Melted crayon art is another one of those projects that I’ve wanted to try for awhile. After seeing this post on Summerstead I was so inspired I ran right out and bought the supplies to make it happen (finally). I loved the idea of not just art from melted crayons but using the melted crayons as part of a picture.
Besides it was finally time to move on from M’s 4th birthday and the streamers had to go (what better way to get rid of them than to make flowers out of them?). Initially I had started taking decorations down under the veil of night, little by little, but then I just figured perhaps it’s better to take the band-aid approach—quick, flash of pain, and then it’s over. Of course the desire to take the decorations hit me like a truck one afternoon looking at the pit of despair that used to be my living room (that messy) so I didn’t even wait for night and unfortunately got busted halfway through the streamer removal…..”whatcha doin?” (me, up on stepstool, guilty hands full of streamers) ummmm…..but fortunately for me “M” really liked the idea of recycling the streamers into art projects and has been not only using the streamer flower heads in her art crafts (bubbles, planets, balls) but is currently using them as cash in her play kitchen. And yes, apparently I might have gone overboard with the streamer decorations (what?!? me?!?) and may have been coaxed into turning every single last one of them into a flower spiral by my ever-so-clever 4 year old so that we happen to have a plethora of them around (oh good, so I’m helping to remove the clutter from the living room by making more?).
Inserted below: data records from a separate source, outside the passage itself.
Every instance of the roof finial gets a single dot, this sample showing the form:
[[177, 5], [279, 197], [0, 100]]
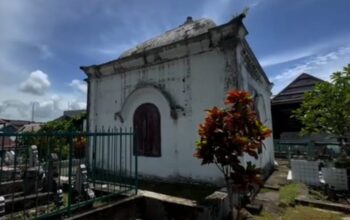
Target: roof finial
[[189, 20]]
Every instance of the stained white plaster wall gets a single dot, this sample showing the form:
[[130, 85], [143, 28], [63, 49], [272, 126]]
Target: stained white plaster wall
[[196, 81]]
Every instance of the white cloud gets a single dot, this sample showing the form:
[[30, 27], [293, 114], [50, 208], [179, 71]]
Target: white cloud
[[284, 57], [79, 85], [321, 66], [45, 51], [37, 83], [303, 52], [45, 109]]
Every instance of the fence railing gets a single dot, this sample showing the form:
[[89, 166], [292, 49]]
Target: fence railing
[[308, 149], [53, 174]]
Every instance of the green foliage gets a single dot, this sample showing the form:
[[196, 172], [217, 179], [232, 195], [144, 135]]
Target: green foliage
[[300, 213], [65, 125], [48, 141], [227, 134], [326, 109]]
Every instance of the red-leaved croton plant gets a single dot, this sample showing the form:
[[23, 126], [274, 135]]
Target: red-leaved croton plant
[[227, 134]]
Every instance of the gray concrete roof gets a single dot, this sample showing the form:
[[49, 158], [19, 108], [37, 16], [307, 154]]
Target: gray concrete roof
[[187, 30]]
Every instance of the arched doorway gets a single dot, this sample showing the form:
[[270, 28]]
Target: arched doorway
[[146, 123]]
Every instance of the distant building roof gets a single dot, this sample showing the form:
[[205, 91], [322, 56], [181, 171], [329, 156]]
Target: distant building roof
[[34, 127], [187, 30], [294, 92]]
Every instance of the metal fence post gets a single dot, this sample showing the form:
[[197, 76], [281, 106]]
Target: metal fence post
[[70, 155]]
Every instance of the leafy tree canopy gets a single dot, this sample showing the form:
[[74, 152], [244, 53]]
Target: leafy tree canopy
[[326, 109], [229, 133]]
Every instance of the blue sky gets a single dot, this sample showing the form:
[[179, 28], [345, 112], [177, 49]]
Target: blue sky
[[43, 43]]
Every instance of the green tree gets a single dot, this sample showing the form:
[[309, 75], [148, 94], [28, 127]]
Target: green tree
[[326, 109], [226, 135], [48, 138]]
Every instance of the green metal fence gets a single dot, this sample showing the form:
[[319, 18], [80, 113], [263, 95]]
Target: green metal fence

To my delight I discovered that this is the best time of year to be doing this project because it’s “back to school” time so crayons are on sale all over the place! I bought 4 boxes for a dollar at Walmart (and just to make sure I had enough greens I bought 8 boxes). My first step to make the melted crayon backdrop was to figure out how many crayons it would take to cover the bottom edge of the canvas (answer: 24). A good tip from Summerstead is to put the canvas in the frame you intend to use and mark the edges and bottom with painters tape. Then take the canvas out of the frame and outline where you put the first tape with a second piece of tape (basically creating your boundary). Now take off the inside tape and you have marked where your crayons should go. Because I am using my canvas with the longer edge as the bottom/top I decided to cut the crayons in half so that they didn’t take up a majority of the canvas. Although I apparently went a little rogue when cutting my crayons so if you look really closely (ok no need to look closely I can see it from here) you can see (and be annoyed by) that one side of the crayon line is slightly higher than the other (…..arg….apparently doing this on the floor of my room late at night was not my best plan). I also learned that apparently hot glue on canvas sets pretty much instantly and is ridiculously difficult to get off so be warned.
I’ve tried, ever so briefly, to melt crayons before and while I have great success doing this inadvertently in my car I found trying to do it inside with my hairdryer to be pretty tedious. Fortunately (?) it’s about 100 degrees outside at the moment so after hot gluing my crayons on to my canvas I just put the canvas (with crayons attached) outside to warm up a bit. Then, with “M’s” help the crayons melted almost instantly when we turned on the hairdryer. I will say that the hairdryer can make the crayons splatter if kept too close. Also I was really going for a drippy effect and the crayons weren’t making it that far down the canvas so we kept starting from the top (with the canvas inverted so the crayons were at the top of an incline) and then blowing the drippings down. This took a couple of attempts which actually gives the wax a layered look (bonus!).
Now on to the flowers…
To make a streamer flower you’ll need to start with two pieces. One that is only a few inches long (that can be set aside until the very end) and one that is 2-3 feet long. First fold the long streamer in half lengthwise.
To give the flower a little more depth I then fold the streamer in half widthwise.
Fold a small portion of the end over (about an inch).
Then begin to roll the streamer until you pass the folded portion.
At this point I twist the entire length of streamer to make the next steps easier.
So that it looks a little something like this….
Then proceed to roll again. I found it easier to add a dab of hot glue after a couple of rolls just to get the center to stay put, but it’s not necessary. (next job, hand model?)
Continue to wrap the rolled streamer around the core. You’ll want to wrap it around the top end of the core forming essentially a little streamer stem and a flower head.
Keep rolling until you get to the desired size of flower and glue the end of the streamer underneath the flower. This is what it will look like from the top.
And this is what it will look like from the bottom. If you plan to glue your flower to something you’ll need to smoosh the stem against the back of the flower at this point.
Using that second piece of streamer, the small one, fold it in half and put a flower-sized hot glue circle down. Place the flower, smooshed stem and all, onto the small streamer (which is folded because the glue leaks through a single sheet).
Ever wonder what would happen if you try and hot glue and take pictures at the same time? Ouch! Lastly, cut around the flower once the glue has cooled and then glue flower circled onto the canvas.